Swift feels very modern and is pleasant to read, especially compared to life with brackets in ObjC. There is a big difference between easy to read and easy to use, though, which is a claim I hear many making about Swift since WWDC.

(a valid first-response. it’s so much nicer to look at, how couldn’t it be easier!)

Please open your Apple-provide Swift iBooks and turn to page 332, Assignment and Copy Behavior for Collection Types. Go ahead and read through p338.

I hope this one jumped out at you on p336: "When you modify an element value through one array, the result is observable through the other. For arrays, copying only takes place when you perform an action that has the potential to modify the length of the array." That whole section is a bag of fun, but those two sentences are the crux of it.

Now trying explaining that section to someone new to development.

In ObjC it was pass-by-reference everywhere (for non-primitives). Now we have by-value in some cases, by-reference in others, and added rules for collections ontop of the normal by-value rules. This is a great example of Swift’s hidden complexities – extra mental baggage we need to keep on our mental stack as we work with the language. Now don’t get me wrong, there are great reasons for why it was designed like this (there are some great performance gains coming at the tradeoff of the developer needing to be aware of more), but that doesn’t mean it isn’t tricky. I’m sure it’ll be the source of many hard-to-debug mistakes.
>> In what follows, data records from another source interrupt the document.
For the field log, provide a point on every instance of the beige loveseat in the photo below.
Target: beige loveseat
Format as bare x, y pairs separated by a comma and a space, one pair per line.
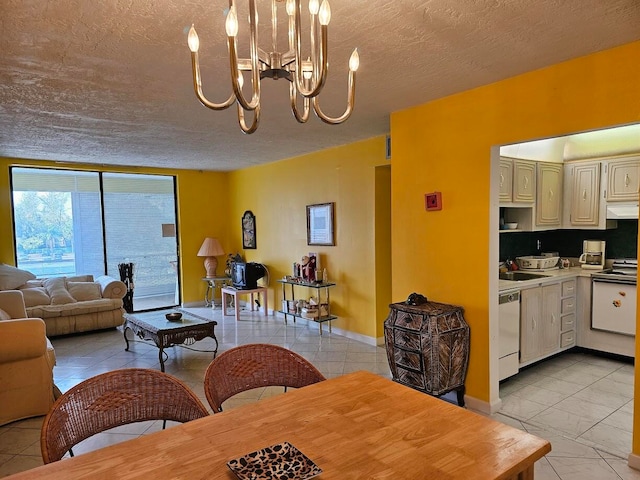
68, 304
26, 362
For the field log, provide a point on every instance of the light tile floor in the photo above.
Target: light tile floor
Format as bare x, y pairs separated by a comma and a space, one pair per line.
544, 400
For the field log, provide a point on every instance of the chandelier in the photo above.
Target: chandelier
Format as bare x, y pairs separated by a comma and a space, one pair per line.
306, 77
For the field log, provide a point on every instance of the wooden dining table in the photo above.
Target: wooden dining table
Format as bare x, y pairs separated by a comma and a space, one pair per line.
356, 426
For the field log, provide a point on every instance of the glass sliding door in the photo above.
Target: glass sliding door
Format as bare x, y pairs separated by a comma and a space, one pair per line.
73, 223
140, 229
58, 221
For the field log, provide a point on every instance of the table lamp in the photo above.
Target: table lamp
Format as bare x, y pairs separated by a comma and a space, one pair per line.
210, 249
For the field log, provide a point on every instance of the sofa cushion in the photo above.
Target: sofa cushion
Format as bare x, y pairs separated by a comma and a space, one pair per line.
12, 277
80, 278
78, 308
35, 296
57, 290
82, 291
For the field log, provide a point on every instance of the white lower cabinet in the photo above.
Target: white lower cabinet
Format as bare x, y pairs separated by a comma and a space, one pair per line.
547, 320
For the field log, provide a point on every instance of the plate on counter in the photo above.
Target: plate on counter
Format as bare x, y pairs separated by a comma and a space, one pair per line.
281, 461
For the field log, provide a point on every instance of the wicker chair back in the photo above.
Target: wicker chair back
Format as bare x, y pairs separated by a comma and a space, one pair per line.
256, 365
112, 399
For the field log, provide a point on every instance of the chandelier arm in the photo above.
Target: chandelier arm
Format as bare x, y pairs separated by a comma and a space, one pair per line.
197, 86
293, 95
351, 97
254, 123
320, 66
233, 61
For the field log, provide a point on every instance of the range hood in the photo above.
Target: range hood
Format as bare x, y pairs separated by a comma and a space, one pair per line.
622, 211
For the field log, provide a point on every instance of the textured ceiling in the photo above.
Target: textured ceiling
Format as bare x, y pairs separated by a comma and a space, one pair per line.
109, 82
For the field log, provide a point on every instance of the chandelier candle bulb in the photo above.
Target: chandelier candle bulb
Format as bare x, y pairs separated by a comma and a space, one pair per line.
354, 61
231, 25
325, 13
193, 40
307, 77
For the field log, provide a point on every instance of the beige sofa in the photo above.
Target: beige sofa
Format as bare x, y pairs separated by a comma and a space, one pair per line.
26, 362
68, 304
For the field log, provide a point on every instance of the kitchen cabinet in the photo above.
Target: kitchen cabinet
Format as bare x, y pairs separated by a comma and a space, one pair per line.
540, 322
549, 194
584, 197
584, 194
517, 181
524, 181
568, 314
506, 180
623, 180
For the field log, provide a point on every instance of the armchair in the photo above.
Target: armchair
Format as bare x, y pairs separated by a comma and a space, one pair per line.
26, 362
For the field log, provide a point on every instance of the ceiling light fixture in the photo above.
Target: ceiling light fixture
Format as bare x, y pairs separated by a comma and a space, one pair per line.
306, 77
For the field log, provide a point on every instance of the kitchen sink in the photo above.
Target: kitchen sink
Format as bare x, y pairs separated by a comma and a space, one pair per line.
520, 276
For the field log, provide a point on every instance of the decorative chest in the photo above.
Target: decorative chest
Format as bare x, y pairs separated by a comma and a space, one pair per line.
428, 347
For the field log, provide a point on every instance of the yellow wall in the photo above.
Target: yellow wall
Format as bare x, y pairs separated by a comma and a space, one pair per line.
445, 146
383, 246
202, 205
278, 193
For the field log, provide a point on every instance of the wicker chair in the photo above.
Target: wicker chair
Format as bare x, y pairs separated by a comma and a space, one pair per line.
256, 365
112, 399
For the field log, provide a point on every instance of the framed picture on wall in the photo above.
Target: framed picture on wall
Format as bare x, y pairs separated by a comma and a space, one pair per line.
248, 230
320, 224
Swift does have many big wins for us that aren’t just legibility. Apple did plenty to protect us from ourselves (which one might call making the language easier). The concept of pointers is swept under the rug, explicit optionals exist, the constants vs variables distinction, no out-of-bounds index wrapping, etc. But the depths of Swift contain some fun land mines we’ll have to be aware of when we’re trying to teach aspiring developers how to use it, so I wouldn’t be so quick to call it “easier” that ObjC.

For now I prefer saying that Swift is “more approachable.”


This is written over the summer before the final release of iOS8, so my specific example might improve before the 1.0 release.